I'm a new user of Ruby, or strictly saying, I am a new guy in programming. I am currently doing a project which requires to write a parser of the log file of Apache web server in Ruby, so as to produce some page-visiting statistics, eg. which is the most/top10 popular page(s) in a specific day/week.

As a new user, again and again I read a few books and related docs but still have no idea how to write the parser class. I'm posting the problem here and expecting you experts can give me a hand.

So, the daily log file contains entries, each of which is following a standard format as shown below. And the "-" hyphen indicates the info. is not available.

clientIP identd userid time request statusCode objSize
for example, - - [06/Oct/2005:17:03:08 +0100] "GET /interface/video-ipod.html HTTP/1.1" 200 5657 - - [06/Oct/2005:17:03:10 +0100] "GET /php/adlog.htm" 200 43

each piece of info. is separated by a space, each entry is a new line, the whole file consists of lines of entries in this format.

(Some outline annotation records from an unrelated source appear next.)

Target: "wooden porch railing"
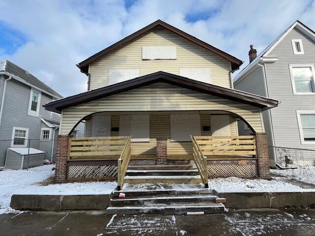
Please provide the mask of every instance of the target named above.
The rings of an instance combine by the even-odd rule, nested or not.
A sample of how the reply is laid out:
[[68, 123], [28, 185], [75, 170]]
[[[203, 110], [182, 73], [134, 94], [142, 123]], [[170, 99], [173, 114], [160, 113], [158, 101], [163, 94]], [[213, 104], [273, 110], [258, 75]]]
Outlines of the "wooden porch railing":
[[128, 168], [130, 158], [131, 156], [131, 136], [128, 136], [126, 144], [118, 159], [117, 176], [117, 189], [121, 190], [124, 185], [124, 180]]
[[254, 137], [248, 136], [194, 136], [204, 155], [256, 155]]
[[205, 185], [205, 187], [209, 187], [208, 180], [208, 165], [207, 164], [207, 157], [205, 156], [202, 153], [198, 144], [194, 137], [190, 135], [192, 141], [192, 156], [196, 163], [196, 166], [198, 169], [198, 172], [201, 177], [202, 182]]
[[71, 138], [69, 144], [69, 159], [118, 158], [129, 140], [129, 136]]

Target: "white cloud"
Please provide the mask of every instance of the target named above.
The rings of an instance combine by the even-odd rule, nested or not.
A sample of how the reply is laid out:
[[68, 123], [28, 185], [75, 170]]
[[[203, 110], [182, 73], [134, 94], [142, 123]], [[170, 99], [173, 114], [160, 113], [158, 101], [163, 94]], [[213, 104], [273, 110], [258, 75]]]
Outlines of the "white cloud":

To parse this file, I know some basic idea:

1. to read through the *.log file, I use the code
source = File.new("12-01-2005.log", "r")
while (line = source.gets)

2. for each line(or say, entry), some parsing expressions:
for clientIP, eg., can be expressed by /[0-9]+(.[0-9]+)?/
for identd, it is always be hyphen "-", so can be expressed by /-/
for userid, it is arbitary many chars, so, /[a-zA-Z0-9]+/
for time, eg.[06/Oct/2005:17:03:08 +0100], as it is starting with "[" and
end with "]", so can be expressed by /^[$]/
for request piece, eg. "GET /interface/video-ipod.html HTTP/1.1", can be /^"$"/
other two are simply just digits /[0-9]+/

3. the result of the parser class could probably be an array for further uses. that is, we write each of the parsed entry into an array of object "entry".

So, this is the first step I need to do, I learnt a little and these are what I designed. I think there should be something which are not correct, and somewhere that need to be improved. Also, as I have no experience in Ruby, I cannot construct all these and write these in a class. I am hereby hoping your experts could help me with the solution. Every little helps! Thanks very much!